Damage to Earth’s oceans and glaciers from climate change is outpacing the ability of governments to protect them, a new report from an international scientific panel concludes.
“The capacity of governance systems in polar and ocean regions to respond to climate change impacts has strengthened recently,” says the Intergovernmental Panel on Climate Change.
“But this development is not sufficiently rapid or robust to adequately address the scale of increasing projected risks.”
The panel released its report, the work of more than 100 authors from around the world, at a scientific gathering in Monaco. A companion to a recent report on the effect of a warming climate on land, the document lays out what’s in store for oceans, glaciers and permafrost.
It concludes that if nothing improves, the effects will be severe – and Canada will not escape.
Arctic communities will be most directly affected.
“The shrinking cryosphere in the Arctic and high-mountain areas has led to predominantly negative impacts on food security, water resources, water quality, livelihoods, health and well-being, infrastructure, transportation, tourism and recreation, as well as culture of human societies, particularly for Indigenous peoples,” the report says.
More than 120,000 Canadians live in northern communities.
By 2060 – within the lifetime of about half of Canadians now living – coastal floods off British Columbia and the Maritimes that used to occur once a century will be annual events, it says.
Water availability across Western Canada will be disrupted.

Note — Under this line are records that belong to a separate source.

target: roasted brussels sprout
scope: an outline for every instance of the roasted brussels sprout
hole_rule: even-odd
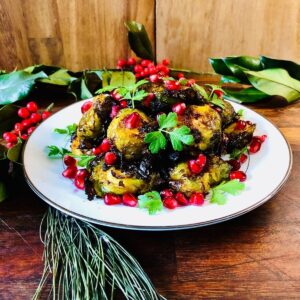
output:
[[[210,157],[207,165],[203,173],[194,175],[187,162],[179,163],[170,171],[170,186],[190,196],[194,192],[207,193],[211,187],[228,179],[231,167],[220,157]]]
[[[132,113],[139,114],[140,124],[136,128],[127,128],[126,118]],[[122,109],[108,126],[107,137],[126,159],[137,159],[146,149],[144,128],[149,121],[149,118],[137,109]]]

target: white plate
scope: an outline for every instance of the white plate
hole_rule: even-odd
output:
[[[201,207],[187,206],[164,209],[156,215],[146,210],[123,205],[106,206],[102,200],[88,201],[83,191],[61,176],[60,159],[49,159],[48,145],[66,146],[66,139],[53,133],[78,122],[82,102],[72,104],[43,122],[28,139],[24,153],[24,171],[31,188],[51,206],[93,223],[135,230],[176,230],[206,226],[245,214],[274,196],[287,180],[292,153],[281,132],[268,120],[242,105],[232,103],[236,110],[244,109],[245,118],[257,124],[256,135],[267,134],[261,150],[251,155],[247,170],[246,189],[230,196],[225,205],[205,203]]]

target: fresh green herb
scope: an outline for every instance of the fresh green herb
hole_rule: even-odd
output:
[[[48,156],[55,157],[55,158],[62,158],[66,154],[70,153],[70,150],[66,148],[59,148],[55,145],[47,146]]]
[[[175,151],[182,151],[183,144],[191,145],[194,142],[193,136],[190,134],[190,129],[187,126],[174,128],[177,125],[177,114],[170,112],[168,115],[161,114],[157,118],[159,129],[147,133],[145,143],[149,144],[149,150],[155,154],[161,149],[165,149],[167,139],[165,134],[168,134],[172,147]],[[173,130],[172,130],[173,129]]]
[[[227,201],[227,194],[238,195],[245,189],[245,184],[237,179],[222,182],[218,186],[212,188],[211,203],[223,205]]]
[[[157,213],[163,209],[162,200],[159,192],[151,191],[144,195],[140,195],[139,199],[139,207],[148,209],[150,215]]]
[[[66,128],[55,128],[54,132],[58,134],[66,134],[67,136],[71,136],[77,129],[76,123],[68,125]]]

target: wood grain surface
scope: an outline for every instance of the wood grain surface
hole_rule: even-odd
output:
[[[270,201],[234,220],[193,230],[103,228],[136,256],[167,299],[299,299],[300,102],[254,109],[283,130],[294,155],[288,182]],[[16,182],[11,199],[0,204],[1,300],[26,300],[34,293],[46,208],[24,182]]]

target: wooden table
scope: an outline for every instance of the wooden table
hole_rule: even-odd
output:
[[[168,299],[300,298],[300,103],[255,110],[283,131],[293,149],[292,174],[273,199],[205,228],[152,233],[104,228],[137,257]],[[2,300],[30,299],[34,293],[46,207],[25,183],[0,204]]]

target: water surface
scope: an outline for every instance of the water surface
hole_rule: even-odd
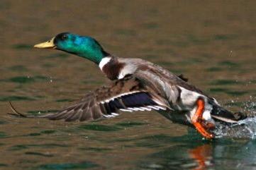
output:
[[[116,56],[157,63],[232,111],[255,114],[254,1],[1,1],[0,169],[256,169],[246,138],[203,140],[156,112],[65,123],[55,111],[107,82],[94,63],[33,44],[91,35]],[[240,131],[243,134],[243,131]]]

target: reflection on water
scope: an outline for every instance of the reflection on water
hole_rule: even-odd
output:
[[[255,169],[255,141],[201,141],[191,136],[171,138],[169,141],[173,140],[179,143],[149,154],[138,166],[142,169]]]
[[[255,115],[255,5],[0,1],[0,169],[256,169],[254,119],[207,141],[153,111],[89,123],[6,114],[9,101],[29,114],[53,112],[107,81],[82,58],[32,49],[70,31],[182,73],[227,109]]]

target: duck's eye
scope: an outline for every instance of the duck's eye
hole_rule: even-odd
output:
[[[61,39],[62,40],[66,40],[67,38],[67,36],[66,35],[63,35],[62,37],[61,37]]]

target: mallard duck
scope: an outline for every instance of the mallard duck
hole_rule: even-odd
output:
[[[63,32],[34,47],[55,49],[89,59],[112,80],[87,92],[79,102],[40,117],[84,121],[114,117],[120,111],[155,110],[174,122],[195,127],[209,139],[214,138],[211,129],[216,121],[235,123],[246,117],[221,107],[183,76],[141,59],[114,56],[90,37]]]

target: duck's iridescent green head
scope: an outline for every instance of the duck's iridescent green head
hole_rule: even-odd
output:
[[[36,44],[34,47],[62,50],[86,58],[96,64],[108,55],[94,38],[69,32],[58,34],[50,40]]]

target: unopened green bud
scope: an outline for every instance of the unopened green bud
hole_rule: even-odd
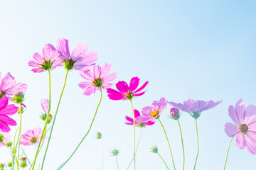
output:
[[[101,139],[102,134],[100,132],[97,132],[97,139],[100,140]]]
[[[21,158],[21,164],[20,164],[20,166],[22,168],[25,168],[27,166],[26,158],[26,157]]]
[[[22,102],[24,101],[24,94],[22,91],[17,93],[14,95],[14,101],[15,103],[18,104],[21,104]]]
[[[157,148],[157,147],[156,146],[154,146],[154,147],[152,147],[151,148],[151,151],[150,152],[153,152],[153,153],[158,153],[158,148]]]
[[[112,154],[112,156],[117,156],[117,155],[119,155],[119,149],[114,149],[114,150],[112,150],[111,152],[111,153]]]
[[[3,142],[4,140],[4,135],[0,134],[0,143]]]

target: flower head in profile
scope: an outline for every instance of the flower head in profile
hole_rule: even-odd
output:
[[[141,115],[137,109],[134,109],[134,115],[135,115],[135,118]],[[132,118],[129,116],[125,116],[125,119],[128,121],[128,123],[125,123],[125,124],[127,124],[127,125],[133,125],[134,124],[133,118]],[[147,125],[153,125],[154,124],[154,122],[151,122],[151,121],[147,121],[145,123],[139,123],[135,119],[135,125],[137,126],[139,126],[140,128],[146,127]]]
[[[40,128],[36,128],[33,130],[28,130],[21,136],[21,144],[33,145],[38,144],[42,135],[43,130]]]
[[[1,74],[0,74],[1,79]],[[16,83],[14,77],[9,72],[1,80],[0,83],[0,98],[13,98],[14,94],[21,92],[25,93],[28,86],[26,84]]]
[[[0,147],[9,146],[11,143],[11,135],[10,132],[2,132],[0,130],[0,134],[3,135],[4,140],[0,142]],[[0,141],[1,142],[1,141]],[[6,143],[7,142],[7,143]]]
[[[214,108],[223,101],[214,102],[213,101],[194,101],[188,99],[183,102],[183,103],[177,103],[174,102],[169,102],[168,103],[173,107],[181,110],[181,111],[188,113],[193,118],[197,119],[200,117],[201,113],[204,111]]]
[[[8,105],[7,98],[0,98],[0,130],[8,132],[11,130],[9,126],[15,126],[16,122],[9,115],[14,115],[18,111],[18,107],[14,104]]]
[[[107,89],[107,96],[109,96],[110,99],[114,101],[132,100],[133,97],[140,96],[145,94],[146,91],[140,91],[146,87],[149,81],[146,81],[140,88],[137,89],[139,84],[139,79],[137,76],[132,78],[129,86],[124,81],[119,81],[116,84],[118,91],[110,88]]]
[[[100,88],[106,89],[110,87],[112,85],[110,81],[117,79],[116,73],[108,74],[110,69],[111,65],[105,63],[102,67],[94,65],[92,73],[89,70],[81,72],[80,76],[87,80],[78,84],[82,89],[85,89],[83,94],[89,96],[96,90],[100,91]]]
[[[60,54],[62,62],[67,70],[86,70],[90,69],[94,62],[98,59],[97,53],[95,51],[88,50],[88,46],[84,43],[78,42],[70,53],[68,40],[58,39],[56,43],[57,50]]]
[[[136,120],[139,123],[145,123],[147,121],[153,121],[159,118],[166,107],[167,101],[162,97],[159,101],[153,101],[151,106],[146,106],[142,108],[142,115],[136,118]]]
[[[28,62],[28,66],[35,67],[32,69],[33,72],[43,72],[46,70],[53,70],[56,67],[62,66],[62,60],[59,57],[60,53],[51,44],[46,45],[43,48],[43,55],[36,52],[33,57],[35,61]]]
[[[228,115],[235,124],[227,123],[225,132],[229,137],[235,137],[238,149],[246,147],[250,153],[256,154],[256,106],[250,105],[246,108],[245,102],[238,101],[235,108],[230,106]]]

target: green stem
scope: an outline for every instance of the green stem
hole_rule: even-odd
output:
[[[184,150],[184,144],[183,144],[183,137],[182,137],[182,132],[181,132],[181,124],[178,120],[178,127],[180,128],[180,132],[181,132],[181,143],[182,143],[182,149],[183,149],[183,170],[184,170],[185,169],[185,150]]]
[[[60,94],[60,99],[59,99],[59,101],[58,101],[58,106],[57,106],[56,112],[55,112],[55,115],[54,115],[53,122],[53,125],[52,125],[52,128],[51,128],[51,129],[50,129],[49,138],[48,138],[48,142],[47,142],[47,146],[46,146],[46,152],[45,152],[45,154],[44,154],[44,156],[43,156],[43,159],[41,170],[43,170],[43,164],[44,164],[44,162],[45,162],[45,160],[46,160],[47,151],[48,151],[48,147],[49,147],[50,141],[50,137],[51,137],[51,135],[52,135],[52,134],[53,134],[53,128],[54,128],[54,125],[55,125],[55,121],[56,118],[57,118],[58,110],[58,108],[59,108],[59,106],[60,106],[60,101],[61,101],[61,98],[62,98],[62,96],[63,96],[63,91],[64,91],[64,89],[65,89],[65,84],[66,84],[66,82],[67,82],[68,74],[68,70],[67,70],[67,72],[66,72],[66,74],[65,74],[63,88],[63,90],[62,90],[62,91],[61,91],[61,94]],[[50,103],[50,102],[49,102],[49,103]],[[50,107],[49,107],[49,108],[50,108]],[[47,123],[47,122],[46,122],[46,123]],[[39,148],[39,147],[38,147],[38,148]],[[33,169],[32,169],[32,170],[33,170]]]
[[[119,170],[118,161],[117,161],[117,155],[116,155],[116,161],[117,161],[117,169]]]
[[[159,157],[161,157],[161,159],[163,160],[163,162],[164,162],[164,164],[166,166],[167,169],[169,169],[168,168],[168,166],[167,166],[166,163],[164,162],[164,160],[163,157],[161,157],[161,155],[159,154],[159,152],[157,152],[157,154],[158,154],[158,155],[159,155]]]
[[[225,170],[225,166],[226,166],[226,164],[227,164],[229,149],[230,149],[230,144],[231,144],[231,142],[232,142],[232,140],[233,140],[233,138],[234,138],[234,137],[233,137],[231,138],[230,142],[230,144],[228,144],[228,152],[227,152],[227,156],[226,156],[226,160],[225,160],[225,166],[224,166],[223,170]]]
[[[133,105],[132,105],[132,99],[130,100],[131,101],[131,105],[132,105],[132,111],[133,111],[133,116],[134,116],[134,170],[136,169],[136,164],[135,164],[135,155],[136,155],[136,152],[135,152],[135,113],[134,113],[134,109],[133,108]]]
[[[48,124],[48,118],[49,118],[49,115],[50,115],[50,70],[48,69],[48,74],[49,74],[49,108],[48,108],[48,111],[47,113],[47,117],[46,117],[46,124],[44,125],[43,130],[43,132],[42,132],[42,135],[40,137],[40,140],[39,140],[39,143],[38,143],[38,149],[36,149],[36,155],[35,155],[35,158],[33,162],[33,166],[32,166],[32,170],[34,169],[35,164],[36,164],[36,159],[37,157],[39,154],[39,149],[41,144],[41,142],[43,141],[43,139],[45,137],[46,135],[46,127],[47,127],[47,124]],[[43,145],[43,144],[42,144]]]
[[[160,122],[160,123],[161,123],[161,127],[163,128],[164,134],[165,134],[165,135],[166,135],[166,140],[167,140],[167,142],[168,142],[168,145],[169,145],[169,149],[170,149],[170,153],[171,153],[171,159],[172,159],[172,162],[173,162],[174,168],[174,169],[176,170],[175,164],[174,164],[174,157],[173,157],[172,153],[171,153],[170,142],[169,142],[168,137],[167,137],[167,135],[166,135],[166,132],[165,131],[164,128],[164,125],[163,125],[163,124],[161,123],[160,119],[158,118],[158,120],[159,120],[159,122]]]
[[[142,139],[142,129],[143,129],[143,128],[141,128],[141,129],[142,129],[142,130],[141,130],[141,132],[140,132],[140,135],[139,135],[139,141],[138,141],[138,143],[137,143],[137,148],[136,148],[135,154],[137,154],[137,152],[138,152],[139,145],[139,143],[140,143],[140,141],[141,141],[141,139]],[[133,159],[134,159],[134,158],[132,158],[132,160],[131,160],[131,162],[129,162],[127,170],[128,170],[129,167],[130,165],[132,164],[132,162]]]
[[[70,157],[69,157],[69,158],[67,159],[67,161],[65,161],[65,162],[64,162],[64,164],[63,164],[60,166],[59,166],[59,168],[58,168],[58,169],[60,169],[61,168],[63,168],[63,167],[65,165],[65,164],[67,164],[67,162],[71,159],[71,157],[72,157],[73,156],[73,154],[75,153],[75,152],[77,151],[77,149],[78,149],[78,147],[80,147],[80,145],[82,144],[82,141],[85,139],[85,137],[87,137],[87,135],[89,134],[90,130],[90,129],[92,128],[93,122],[94,122],[94,120],[95,120],[95,118],[96,118],[97,112],[97,110],[98,110],[98,108],[99,108],[100,104],[100,103],[101,103],[101,101],[102,101],[102,90],[101,87],[100,87],[100,102],[99,102],[98,106],[97,106],[96,111],[95,111],[95,115],[94,115],[94,117],[93,117],[93,119],[92,119],[92,121],[90,125],[90,128],[89,128],[88,131],[87,132],[87,133],[85,134],[85,135],[84,136],[84,137],[82,137],[82,140],[79,142],[78,147],[75,148],[75,149],[74,152],[72,153],[72,154],[70,155]]]
[[[197,126],[197,119],[196,119],[196,140],[197,140],[198,151],[197,151],[196,157],[194,170],[196,169],[196,162],[197,162],[198,154],[199,154],[199,141],[198,141],[198,126]]]

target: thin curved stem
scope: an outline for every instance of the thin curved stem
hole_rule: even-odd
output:
[[[117,161],[117,169],[119,170],[119,166],[118,166],[118,161],[117,161],[117,155],[116,155],[116,161]]]
[[[133,105],[132,105],[132,99],[130,100],[131,101],[131,105],[132,105],[132,111],[133,111],[133,116],[134,116],[134,170],[136,169],[136,164],[135,164],[135,155],[136,155],[136,151],[135,151],[135,113],[134,113],[134,109],[133,108]]]
[[[226,164],[227,164],[229,149],[230,149],[230,144],[231,144],[231,142],[232,142],[232,140],[233,140],[233,138],[234,138],[234,137],[233,137],[231,138],[230,142],[230,143],[229,143],[229,144],[228,144],[228,152],[227,152],[227,156],[226,156],[226,160],[225,160],[225,165],[224,165],[224,169],[223,169],[223,170],[225,170],[225,166],[226,166]]]
[[[198,141],[198,126],[197,126],[197,119],[196,119],[196,140],[197,140],[198,151],[197,151],[196,157],[194,170],[196,169],[196,162],[197,162],[198,154],[199,154],[199,141]]]
[[[161,157],[161,159],[163,160],[163,162],[164,162],[164,164],[166,166],[167,169],[169,170],[169,169],[168,168],[167,164],[166,164],[166,163],[164,162],[164,160],[163,157],[161,157],[161,155],[159,154],[159,152],[157,152],[157,154],[158,154],[158,155],[159,155],[159,157]]]
[[[178,120],[178,120],[178,127],[179,127],[180,132],[181,132],[181,143],[182,143],[182,149],[183,149],[183,170],[184,170],[184,169],[185,169],[185,150],[184,150],[184,144],[183,144],[183,137],[182,137],[182,132],[181,132],[181,124],[179,123]]]
[[[48,147],[49,147],[51,135],[52,135],[53,130],[53,128],[54,128],[54,125],[55,125],[55,121],[56,118],[57,118],[58,110],[58,108],[59,108],[59,106],[60,106],[60,101],[61,101],[61,98],[62,98],[62,96],[63,96],[63,91],[64,91],[64,89],[65,89],[65,84],[66,84],[66,82],[67,82],[68,74],[68,70],[67,70],[67,72],[66,72],[66,74],[65,74],[63,88],[63,90],[62,90],[62,91],[61,91],[61,94],[60,94],[60,96],[59,101],[58,101],[58,103],[56,112],[55,112],[55,114],[54,118],[53,118],[53,125],[52,125],[52,128],[51,128],[51,129],[50,129],[50,135],[49,135],[48,140],[48,142],[47,142],[47,146],[46,146],[46,152],[45,152],[45,154],[44,154],[44,156],[43,156],[43,159],[41,170],[43,170],[44,162],[45,162],[45,160],[46,160],[46,154],[47,154],[47,151],[48,151]],[[49,102],[49,103],[50,103],[50,102]],[[49,108],[50,108],[50,107],[49,107]],[[39,147],[38,147],[38,148],[39,148]],[[33,170],[33,169],[32,169],[32,170]]]
[[[44,138],[45,135],[46,135],[46,127],[47,127],[47,124],[48,124],[48,118],[49,118],[49,115],[50,115],[50,70],[48,69],[48,74],[49,74],[49,108],[48,108],[48,111],[47,113],[47,117],[46,117],[46,124],[44,125],[43,130],[43,132],[42,132],[42,135],[40,137],[40,140],[39,140],[39,143],[38,143],[38,147],[36,152],[36,155],[35,155],[35,158],[33,162],[33,166],[32,166],[32,170],[34,169],[35,164],[36,164],[36,158],[39,154],[39,149],[40,149],[40,146],[41,144],[41,142],[43,141],[43,139]],[[43,144],[42,144],[43,145]]]
[[[140,132],[140,135],[139,135],[139,141],[138,141],[138,143],[137,143],[137,148],[136,148],[135,154],[137,154],[137,152],[138,152],[139,145],[139,143],[140,143],[140,141],[141,141],[141,139],[142,139],[142,129],[143,129],[143,128],[142,128],[142,130],[141,130],[141,132]],[[130,165],[132,164],[132,162],[133,159],[134,159],[134,158],[132,158],[131,162],[129,162],[127,170],[128,170],[128,169],[129,168]]]
[[[171,153],[171,145],[170,145],[170,142],[169,142],[169,140],[168,140],[168,137],[167,137],[167,135],[166,135],[166,132],[165,131],[164,128],[164,125],[163,125],[163,123],[161,122],[160,119],[158,118],[158,120],[159,120],[159,123],[161,123],[161,127],[163,128],[164,134],[165,134],[165,135],[166,135],[166,140],[167,140],[167,142],[168,142],[168,145],[169,145],[169,149],[170,149],[170,153],[171,153],[171,159],[172,159],[174,168],[174,169],[176,170],[175,164],[174,164],[174,157],[173,157],[172,153]]]
[[[82,137],[82,140],[79,142],[78,147],[75,148],[75,149],[74,152],[72,153],[72,154],[70,155],[70,157],[69,157],[69,158],[67,159],[67,161],[65,161],[65,162],[64,162],[64,164],[63,164],[59,168],[58,168],[58,169],[60,169],[61,168],[63,168],[63,167],[65,165],[65,164],[67,164],[67,162],[71,159],[71,157],[74,155],[74,154],[75,153],[75,152],[77,151],[77,149],[78,149],[78,147],[80,147],[80,145],[82,144],[82,141],[85,139],[85,137],[87,137],[87,135],[89,134],[90,130],[90,129],[92,128],[93,122],[94,122],[94,120],[95,120],[95,118],[96,118],[97,112],[97,110],[98,110],[98,108],[99,108],[100,104],[100,103],[101,103],[101,101],[102,101],[102,90],[101,87],[100,87],[100,102],[99,102],[98,106],[97,106],[96,111],[95,111],[95,115],[94,115],[94,117],[93,117],[93,119],[92,119],[92,123],[91,123],[90,125],[90,128],[89,128],[88,131],[87,132],[87,133],[85,134],[85,135],[84,136],[84,137]]]

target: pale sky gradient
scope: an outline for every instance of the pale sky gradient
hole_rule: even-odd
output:
[[[149,81],[146,93],[134,99],[141,110],[154,100],[223,99],[198,119],[200,154],[197,169],[223,169],[230,137],[224,125],[232,122],[228,106],[242,98],[256,105],[255,1],[0,1],[0,72],[8,72],[28,84],[23,132],[43,127],[40,100],[47,98],[48,74],[35,74],[28,66],[33,54],[46,43],[69,40],[86,42],[99,53],[97,64],[107,62],[117,79],[132,76]],[[56,108],[65,70],[52,72],[53,107]],[[87,132],[100,94],[82,96],[79,72],[70,73],[59,109],[45,169],[55,170],[71,154]],[[176,122],[167,119],[168,106],[161,116],[169,137],[176,169],[182,169],[182,149]],[[117,169],[110,151],[120,149],[120,169],[132,157],[133,129],[124,124],[132,116],[129,101],[110,101],[104,91],[96,120],[87,138],[63,169],[100,169],[97,132],[102,133],[104,169]],[[18,120],[18,119],[16,119]],[[183,113],[180,119],[184,138],[186,169],[193,167],[196,154],[194,120]],[[15,131],[15,130],[14,130]],[[137,135],[139,137],[139,129]],[[14,131],[13,131],[13,133]],[[156,154],[156,144],[170,169],[171,159],[160,124],[143,130],[137,157],[138,170],[166,169]],[[33,147],[24,147],[33,157]],[[32,158],[31,158],[32,159]],[[0,148],[0,162],[9,162]],[[226,169],[252,169],[256,156],[232,143]],[[131,166],[132,167],[132,166]],[[131,168],[130,169],[133,169]]]

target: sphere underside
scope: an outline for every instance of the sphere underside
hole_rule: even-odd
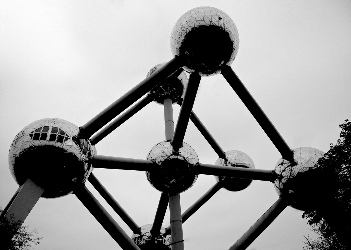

Crucial kelp forests and seagrass meadows that nurture sea life off both east and west coasts are threatened. Kelp forests shelter thousands of species, from fish to seals to seabirds.
“The decline of kelp forests is projected to continue in temperate regions due to warming, particularly under the projected intensification of marine heatwaves, with high risk of local extinctions,” says the report.
And while animals in Arctic seas are expected to increase, that comes at the price of dramatic declines everywhere else in the world.
The report gives short shrift to those continuing to doubt the impact of human-caused climate change.
“Global warming has led to widespread shrinking of … ice sheets and glaciers, reductions in snow cover, Arctic sea ice extent and thickness and increased permafrost temperature,” it says. All of those statements are rated “very high confidence,” which is as confident as the report’s careful language allows itself.
It says scientists are now “virtually certain” that the oceans have warmed unabated since 1970. Since 1993, it’s likely the rate of warming has more than doubled, with more than 90 per cent of excess heat going straight into salt water.
There is between 99 and 100 per cent certainty the oceans are growing more acidic from the amount of carbon they have absorbed.
Permafrost temperatures around the globe are now at record levels. Arctic and boreal permafrost currently stores almost twice as much carbon as the atmosphere, carbon that could be released if the soil melts.
The report notes that while the globe is now locked in to decades of disruption from current greenhouse gas levels, almost all of the negative effects can be softened by reduced emissions.
It ends with a plea for governments to co-operate, calling for “profound economic and institutional transformative change.”
“Co-operation and co-ordination among governing authorities across scales, jurisdictions, sectors, policy domains and planning horizons can enable effective responses to changes in the ocean (and) cryosphere,” it says.
“This highlights the urgency of prioritizing timely, ambitious, co-ordinated and enduring action.”